La psychose gagne lentement le couple. Tracy Letts, scénariste et auteur de la pièce dont le film est tiré, prend le temps d’exposer longuement la situation sociale désastreuse d’Agnes. Puis des grésillements se font entendre, bientôt suivis par des bruits d’hélicoptère - à moins qu’il ne s’agisse d’une hallucination sonore due aux pales du ventilateur accroché au plafond. 
Après l’apparition des premiers signes, l’intrigue se resserre rapidement autour des amants.

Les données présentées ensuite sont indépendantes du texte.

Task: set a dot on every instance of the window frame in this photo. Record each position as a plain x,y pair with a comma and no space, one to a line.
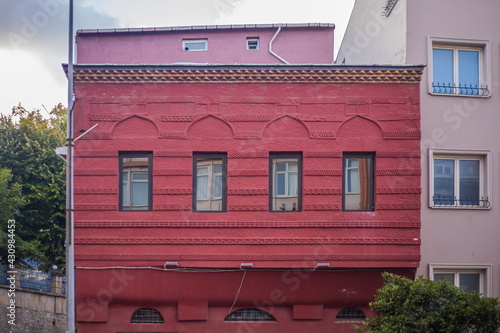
485,271
485,175
149,318
236,316
484,48
272,180
121,156
250,39
371,156
185,48
211,156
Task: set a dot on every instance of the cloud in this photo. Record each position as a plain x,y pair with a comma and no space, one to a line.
164,13
41,27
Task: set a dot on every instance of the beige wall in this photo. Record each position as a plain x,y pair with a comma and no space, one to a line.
372,38
459,236
449,236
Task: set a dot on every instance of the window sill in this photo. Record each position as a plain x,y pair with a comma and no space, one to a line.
460,207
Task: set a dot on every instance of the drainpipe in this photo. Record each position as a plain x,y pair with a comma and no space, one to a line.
271,47
70,259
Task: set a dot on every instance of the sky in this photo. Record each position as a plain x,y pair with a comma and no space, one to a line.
34,33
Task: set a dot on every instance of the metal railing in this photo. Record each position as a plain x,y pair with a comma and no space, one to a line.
470,90
31,279
444,201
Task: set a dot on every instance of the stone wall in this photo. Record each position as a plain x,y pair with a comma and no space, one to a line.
36,311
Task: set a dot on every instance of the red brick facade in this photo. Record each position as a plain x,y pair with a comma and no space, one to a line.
247,114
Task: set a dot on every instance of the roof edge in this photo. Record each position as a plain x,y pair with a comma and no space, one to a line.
204,27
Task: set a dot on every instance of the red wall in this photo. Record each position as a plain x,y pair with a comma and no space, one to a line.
247,121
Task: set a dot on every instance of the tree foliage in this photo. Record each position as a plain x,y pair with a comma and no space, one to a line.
33,184
425,306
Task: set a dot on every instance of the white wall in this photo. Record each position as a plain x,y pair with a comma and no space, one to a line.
371,37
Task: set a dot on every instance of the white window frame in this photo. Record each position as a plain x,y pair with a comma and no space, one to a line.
484,48
127,178
253,39
287,174
485,271
485,174
211,175
185,43
283,202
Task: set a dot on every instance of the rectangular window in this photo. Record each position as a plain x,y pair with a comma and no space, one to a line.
459,67
253,43
135,180
467,277
458,179
285,182
358,182
209,182
195,44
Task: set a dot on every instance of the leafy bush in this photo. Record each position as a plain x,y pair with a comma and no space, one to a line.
425,306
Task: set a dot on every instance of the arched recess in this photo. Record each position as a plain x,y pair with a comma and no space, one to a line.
210,127
359,127
250,314
285,127
147,316
135,127
350,315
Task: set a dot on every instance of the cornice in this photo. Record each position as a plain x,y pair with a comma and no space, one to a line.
246,74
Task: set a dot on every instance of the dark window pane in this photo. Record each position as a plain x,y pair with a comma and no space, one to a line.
358,183
450,277
209,184
444,173
285,183
443,69
136,189
468,72
469,282
469,182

La construction de l’espace filmique renforce cette impression d’être pris au piège. Bug débute en effet par des plans généraux du motel, filmé en plongée. Friedkin réduit ensuite progressivement le périmètre d’évolution des personnages. Le bar lesbien où travaille Agnes et les alentours du motel n’apparaissent plus. On note quelques plans rapides d’extérieur, mais l’action se déroule de plus en plus entre les quatre murs de la maison. Le huis clos devient total dans la dernière partie du film. Les personnages restent enfermés dans leur citadelle et empêchent le livreur de pizza et Jerry d’y entrer. Le seul individu qui parvient à s’introduire dans leur antre aseptisé le regrettera amèrement.

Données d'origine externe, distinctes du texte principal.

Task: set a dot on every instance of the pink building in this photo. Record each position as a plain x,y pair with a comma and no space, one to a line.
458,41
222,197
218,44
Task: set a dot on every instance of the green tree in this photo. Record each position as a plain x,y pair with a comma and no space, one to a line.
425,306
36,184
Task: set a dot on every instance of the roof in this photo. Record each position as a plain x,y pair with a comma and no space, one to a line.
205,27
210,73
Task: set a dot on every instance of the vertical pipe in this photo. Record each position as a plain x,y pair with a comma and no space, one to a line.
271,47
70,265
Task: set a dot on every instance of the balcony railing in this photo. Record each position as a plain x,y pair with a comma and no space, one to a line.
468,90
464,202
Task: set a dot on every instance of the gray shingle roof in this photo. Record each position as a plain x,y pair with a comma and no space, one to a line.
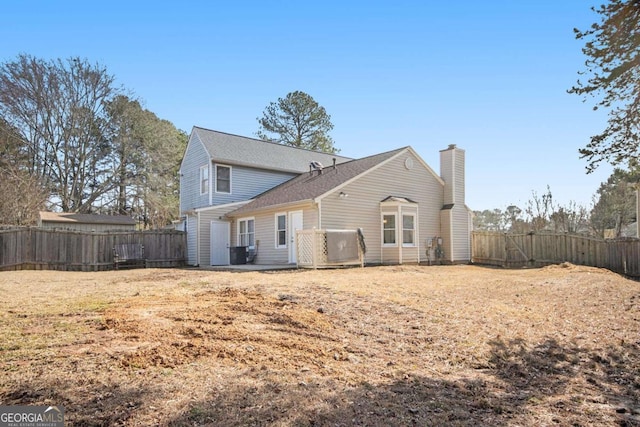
308,186
240,150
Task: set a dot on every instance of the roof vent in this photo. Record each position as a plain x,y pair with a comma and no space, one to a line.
314,165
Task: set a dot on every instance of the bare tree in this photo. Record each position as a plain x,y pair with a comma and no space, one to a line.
23,196
58,107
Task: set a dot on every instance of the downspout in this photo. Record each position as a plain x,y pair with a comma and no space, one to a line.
198,241
399,233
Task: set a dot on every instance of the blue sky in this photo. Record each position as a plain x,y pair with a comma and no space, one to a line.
488,76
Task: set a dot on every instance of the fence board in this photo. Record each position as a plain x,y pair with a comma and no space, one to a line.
45,249
538,249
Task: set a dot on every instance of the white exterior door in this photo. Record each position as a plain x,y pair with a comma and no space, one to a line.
295,223
220,235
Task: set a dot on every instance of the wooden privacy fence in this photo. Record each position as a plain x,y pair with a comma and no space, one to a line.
538,249
33,248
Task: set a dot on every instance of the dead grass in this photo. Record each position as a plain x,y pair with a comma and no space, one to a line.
380,346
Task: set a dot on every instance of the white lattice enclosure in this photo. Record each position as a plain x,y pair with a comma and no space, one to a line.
313,251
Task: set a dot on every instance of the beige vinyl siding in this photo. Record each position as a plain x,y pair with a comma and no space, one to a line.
192,241
206,216
247,183
461,234
361,209
447,171
194,158
265,231
447,236
456,220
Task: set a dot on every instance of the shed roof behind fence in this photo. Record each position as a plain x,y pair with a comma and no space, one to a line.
75,218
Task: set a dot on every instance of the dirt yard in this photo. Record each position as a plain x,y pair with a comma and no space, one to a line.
380,346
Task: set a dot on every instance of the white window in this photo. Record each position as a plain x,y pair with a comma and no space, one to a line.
389,230
223,179
281,230
246,232
204,179
408,230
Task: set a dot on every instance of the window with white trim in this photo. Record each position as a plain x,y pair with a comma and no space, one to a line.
408,230
246,232
204,179
389,230
281,230
223,179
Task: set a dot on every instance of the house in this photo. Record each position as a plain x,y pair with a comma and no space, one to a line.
86,222
237,191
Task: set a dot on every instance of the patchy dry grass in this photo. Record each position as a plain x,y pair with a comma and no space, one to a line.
381,346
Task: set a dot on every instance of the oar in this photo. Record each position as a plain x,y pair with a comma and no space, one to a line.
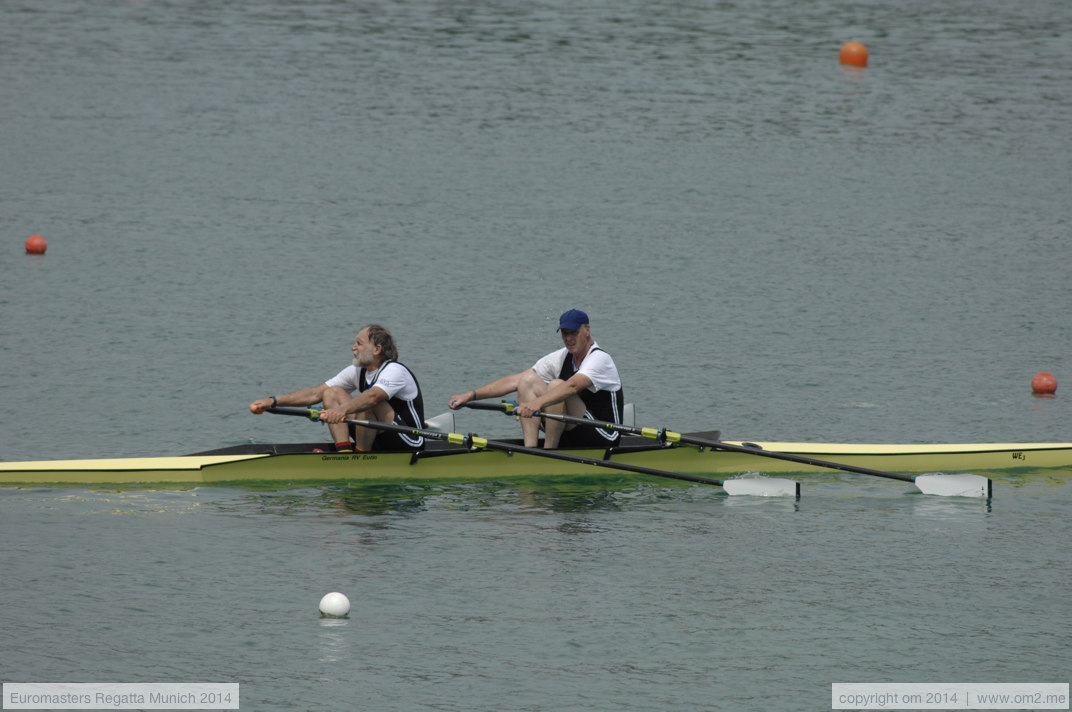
959,485
761,487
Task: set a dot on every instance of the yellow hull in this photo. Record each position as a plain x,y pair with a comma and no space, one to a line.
459,465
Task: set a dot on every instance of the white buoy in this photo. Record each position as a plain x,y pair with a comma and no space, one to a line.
335,605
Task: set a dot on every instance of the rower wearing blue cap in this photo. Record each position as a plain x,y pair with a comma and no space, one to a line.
579,380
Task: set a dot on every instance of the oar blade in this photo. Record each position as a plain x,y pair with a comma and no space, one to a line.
762,487
959,485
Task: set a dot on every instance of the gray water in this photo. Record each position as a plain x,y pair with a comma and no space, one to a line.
768,242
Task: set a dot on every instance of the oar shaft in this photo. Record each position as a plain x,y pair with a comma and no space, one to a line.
670,436
481,443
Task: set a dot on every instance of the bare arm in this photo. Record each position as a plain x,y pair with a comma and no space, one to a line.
359,402
303,397
501,387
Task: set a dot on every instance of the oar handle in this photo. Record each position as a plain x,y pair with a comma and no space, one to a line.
504,406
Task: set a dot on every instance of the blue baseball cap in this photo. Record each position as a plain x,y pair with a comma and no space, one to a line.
572,320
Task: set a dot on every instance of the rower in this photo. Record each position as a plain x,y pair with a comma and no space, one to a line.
580,379
386,391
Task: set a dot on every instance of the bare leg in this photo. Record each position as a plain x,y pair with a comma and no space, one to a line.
382,412
530,387
332,397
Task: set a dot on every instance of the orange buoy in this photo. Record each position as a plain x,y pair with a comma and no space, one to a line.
1044,383
853,54
35,245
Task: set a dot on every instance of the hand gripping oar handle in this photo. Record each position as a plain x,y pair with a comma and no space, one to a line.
731,487
964,485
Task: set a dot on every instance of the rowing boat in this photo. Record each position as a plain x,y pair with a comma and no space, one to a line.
298,464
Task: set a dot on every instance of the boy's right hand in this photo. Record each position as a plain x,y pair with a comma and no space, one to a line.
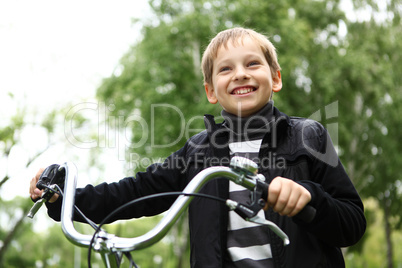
36,193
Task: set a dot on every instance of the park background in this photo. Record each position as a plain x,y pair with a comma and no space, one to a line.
116,86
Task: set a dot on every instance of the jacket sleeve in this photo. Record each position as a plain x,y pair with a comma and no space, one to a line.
96,202
340,219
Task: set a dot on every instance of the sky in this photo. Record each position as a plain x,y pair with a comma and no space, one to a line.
54,52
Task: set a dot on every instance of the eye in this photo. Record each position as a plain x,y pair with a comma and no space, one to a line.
253,63
224,69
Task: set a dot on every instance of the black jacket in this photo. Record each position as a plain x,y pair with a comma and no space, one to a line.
295,148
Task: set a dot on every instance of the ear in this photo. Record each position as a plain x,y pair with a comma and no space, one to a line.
277,82
210,93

Bug, à l’instar de La nuit des morts vivants ou de Massacre à la tronçonneuse, prétexte par ailleurs l’horreur pour dresser une critique sociétale et passer en revue les grandes peurs de notre temps : la théorie du complot, les expérimentations scientifiques douteuses, le danger des produits chimiques ou radioactifs, l’avènement du règne des machines. Même la pizza devient une menace pour l’intégrité du corps - allégorie plus ou moins volontaire de la malbouffe. 
C’est ce grand délire anxiogène que dénonce le scénario, ou plutôt cette tendance contemporaine à délirer allègrement sur le monde. Peter s’invente ainsi toutes sortes d’ennemis pour confirmer son conspirationnisme international. Il détient autant d’imagination que l’administration républicaine qui l’a envoyé combattre dans le Golfe, à la recherche d’armes de destruction massive… 
Pour le vétéran, le mal est inoculé par des corps étrangers – ici ce sont les insectes, ailleurs les immigrés – qui viennent sucer son sang. Sa partenaire accuse quant à elle la communauté lesbienne de l’enlèvement de son fils. L’autre devient la source du mal et son rejet témoigne du renforcement de la paranoïa dans les sociétés modernes. Le monologue final d’Agnes est sur ce point déroutant. Peter n’a même plus besoin de surenchérir. L’élève vient de dépasser le maître. Ensemble, ils se laissent emporter dans un tourbillon de folie destructrice. Rarement un film n’a dépeint avec tant de pertinence l’absurdité de la xénophobie, qui conquiert chaque jour davantage les territoires de la raison.

Aurélien Portelli

BUG
Réalisation : William Friedkin. Scénario : Tracy Letts. Photographie : Michael Grady. Interprétation : Ashley Judd, Harry Connick Jr., Lynn Collins, Michael Shannon. Genre : drame. Origine : Etats-Unis. Durée : 100 min. Sortie française : février 2007.